Pregunté para qué era aquel movimiento.
– Es para ayudarte a ganar potencia y control sobre tu cuerpo -respondió la madame-. Añade sensibilidad a tus labios inferiores.
¿Labios inferiores?, me pregunté a mí misma.
– Sigue mi consejo y practica y ya verás para qué es. Cuando domines esta técnica, provocarás tal placer al hombre que esté debajo de ti que recordará tu nombre.
Las palabras me cautivaron. Sí, me gustaría que el emperador Hsien Feng recordase mi nombre. Me gustaría que su majestad recordase el placer y a la provocadora de ese placer.
Miré el balanceo de los traseros ebúrneos e intenté imaginarme a las chicas en la cama con hombres. Se me encendieron las mejillas, no de vergüenza sino de pensar que yo iba a probar aquello.
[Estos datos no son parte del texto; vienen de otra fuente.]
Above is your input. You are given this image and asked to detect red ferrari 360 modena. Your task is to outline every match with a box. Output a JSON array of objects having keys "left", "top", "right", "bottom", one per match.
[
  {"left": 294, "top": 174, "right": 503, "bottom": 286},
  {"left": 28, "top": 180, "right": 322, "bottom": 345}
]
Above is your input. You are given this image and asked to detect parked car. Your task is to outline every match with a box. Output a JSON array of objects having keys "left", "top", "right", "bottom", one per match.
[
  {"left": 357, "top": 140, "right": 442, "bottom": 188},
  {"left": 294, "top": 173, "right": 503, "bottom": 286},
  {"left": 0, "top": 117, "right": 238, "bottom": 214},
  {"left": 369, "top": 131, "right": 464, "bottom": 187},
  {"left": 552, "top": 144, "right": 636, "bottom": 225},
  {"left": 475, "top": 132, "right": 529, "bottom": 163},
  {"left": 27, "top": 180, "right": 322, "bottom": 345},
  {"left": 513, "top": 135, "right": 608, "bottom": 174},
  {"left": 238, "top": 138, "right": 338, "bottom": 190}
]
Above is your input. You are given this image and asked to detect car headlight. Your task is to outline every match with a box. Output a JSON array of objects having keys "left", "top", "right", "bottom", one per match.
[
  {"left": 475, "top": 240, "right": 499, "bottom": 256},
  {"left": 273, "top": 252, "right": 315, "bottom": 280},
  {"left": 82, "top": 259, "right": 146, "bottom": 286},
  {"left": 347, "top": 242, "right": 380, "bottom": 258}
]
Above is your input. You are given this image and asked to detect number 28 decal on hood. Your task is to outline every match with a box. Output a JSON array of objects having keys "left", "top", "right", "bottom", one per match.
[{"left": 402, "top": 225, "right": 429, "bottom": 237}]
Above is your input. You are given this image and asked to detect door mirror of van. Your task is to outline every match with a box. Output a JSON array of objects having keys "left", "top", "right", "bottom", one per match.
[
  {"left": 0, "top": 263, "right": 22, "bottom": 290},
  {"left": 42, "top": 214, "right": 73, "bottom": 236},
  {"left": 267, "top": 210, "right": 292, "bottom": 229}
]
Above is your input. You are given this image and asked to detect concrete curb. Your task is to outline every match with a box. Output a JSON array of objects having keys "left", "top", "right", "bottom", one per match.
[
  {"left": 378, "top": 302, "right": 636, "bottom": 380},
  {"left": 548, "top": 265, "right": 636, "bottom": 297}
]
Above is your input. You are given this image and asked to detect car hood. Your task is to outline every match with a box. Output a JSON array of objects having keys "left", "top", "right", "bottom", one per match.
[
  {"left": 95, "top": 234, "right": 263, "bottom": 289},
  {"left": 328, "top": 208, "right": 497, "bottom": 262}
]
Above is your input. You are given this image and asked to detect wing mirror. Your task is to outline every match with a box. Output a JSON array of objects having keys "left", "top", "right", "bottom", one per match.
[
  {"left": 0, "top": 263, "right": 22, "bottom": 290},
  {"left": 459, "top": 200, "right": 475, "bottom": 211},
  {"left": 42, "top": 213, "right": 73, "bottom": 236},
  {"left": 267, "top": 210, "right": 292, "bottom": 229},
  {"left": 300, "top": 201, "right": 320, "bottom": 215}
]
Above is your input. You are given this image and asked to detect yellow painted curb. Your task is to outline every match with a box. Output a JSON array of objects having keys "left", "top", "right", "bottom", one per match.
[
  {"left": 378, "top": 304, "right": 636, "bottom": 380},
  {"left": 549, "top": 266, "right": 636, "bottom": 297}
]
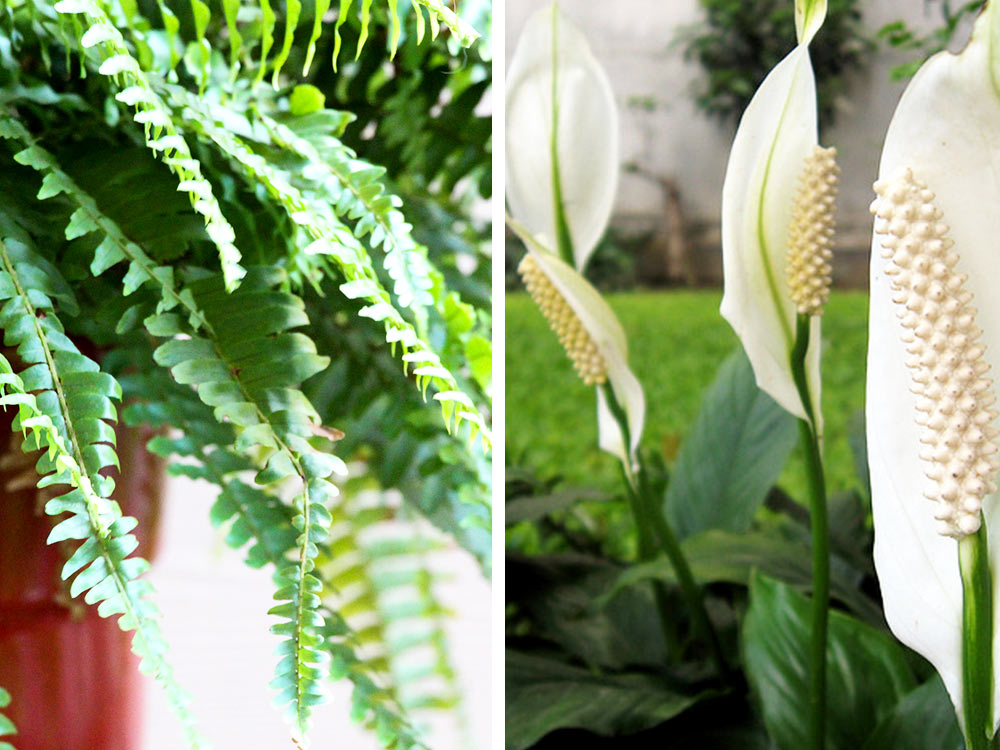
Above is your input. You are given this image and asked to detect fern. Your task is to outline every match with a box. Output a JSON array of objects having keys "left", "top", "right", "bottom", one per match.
[
  {"left": 0, "top": 688, "right": 17, "bottom": 750},
  {"left": 259, "top": 113, "right": 435, "bottom": 330},
  {"left": 55, "top": 0, "right": 245, "bottom": 291},
  {"left": 0, "top": 0, "right": 489, "bottom": 750},
  {"left": 2, "top": 118, "right": 341, "bottom": 734},
  {"left": 164, "top": 87, "right": 492, "bottom": 447},
  {"left": 0, "top": 236, "right": 204, "bottom": 747},
  {"left": 322, "top": 488, "right": 458, "bottom": 728}
]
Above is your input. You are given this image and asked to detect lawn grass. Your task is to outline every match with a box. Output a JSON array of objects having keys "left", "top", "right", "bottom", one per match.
[{"left": 506, "top": 290, "right": 868, "bottom": 500}]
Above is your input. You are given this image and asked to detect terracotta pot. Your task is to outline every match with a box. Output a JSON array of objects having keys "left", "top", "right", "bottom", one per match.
[{"left": 0, "top": 420, "right": 163, "bottom": 750}]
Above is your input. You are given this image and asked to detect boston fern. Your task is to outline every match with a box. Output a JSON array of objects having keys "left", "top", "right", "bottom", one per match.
[{"left": 0, "top": 0, "right": 491, "bottom": 748}]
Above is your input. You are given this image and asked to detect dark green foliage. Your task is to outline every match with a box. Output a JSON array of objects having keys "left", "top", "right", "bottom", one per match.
[
  {"left": 505, "top": 651, "right": 697, "bottom": 750},
  {"left": 742, "top": 575, "right": 916, "bottom": 750},
  {"left": 664, "top": 349, "right": 797, "bottom": 538},
  {"left": 680, "top": 0, "right": 873, "bottom": 128},
  {"left": 878, "top": 0, "right": 983, "bottom": 81}
]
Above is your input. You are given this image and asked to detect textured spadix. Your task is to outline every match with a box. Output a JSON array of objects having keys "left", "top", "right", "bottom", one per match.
[
  {"left": 866, "top": 3, "right": 1000, "bottom": 728},
  {"left": 722, "top": 44, "right": 822, "bottom": 431},
  {"left": 505, "top": 5, "right": 618, "bottom": 270},
  {"left": 785, "top": 146, "right": 840, "bottom": 315},
  {"left": 507, "top": 219, "right": 646, "bottom": 465},
  {"left": 872, "top": 169, "right": 1000, "bottom": 538}
]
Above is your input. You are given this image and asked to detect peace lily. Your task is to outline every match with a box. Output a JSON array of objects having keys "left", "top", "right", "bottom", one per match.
[
  {"left": 721, "top": 0, "right": 838, "bottom": 750},
  {"left": 507, "top": 218, "right": 646, "bottom": 470},
  {"left": 721, "top": 0, "right": 836, "bottom": 433},
  {"left": 506, "top": 5, "right": 618, "bottom": 270},
  {"left": 867, "top": 2, "right": 1000, "bottom": 748}
]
– Llevamos mucho tiempo en el negocio -se jactó la madame, intentando despejar mis dudas-. Vienen hombres que pagan cualquier precio y les devolvemos la vida. Desatamos la bestia de los más jóvenes y retornamos la juventud a los más viejos.
Miraba a las muchachas que ahora se mecían apoyándose en sus piernas.
– Esta es una posición infalible. -La madame esbozó una misteriosa sonrisa-. Ya ves, a las muchachas de buena familia se les enseña a despreciar mi casa, las pobres ignoran que gracias a ellas tengo mi negocio. Las chicas buenas nunca sabrán lo que mis chicas saben; por tanto, ellas conservarán su casa y mis chicas se quedarán con sus maridos y su dinero.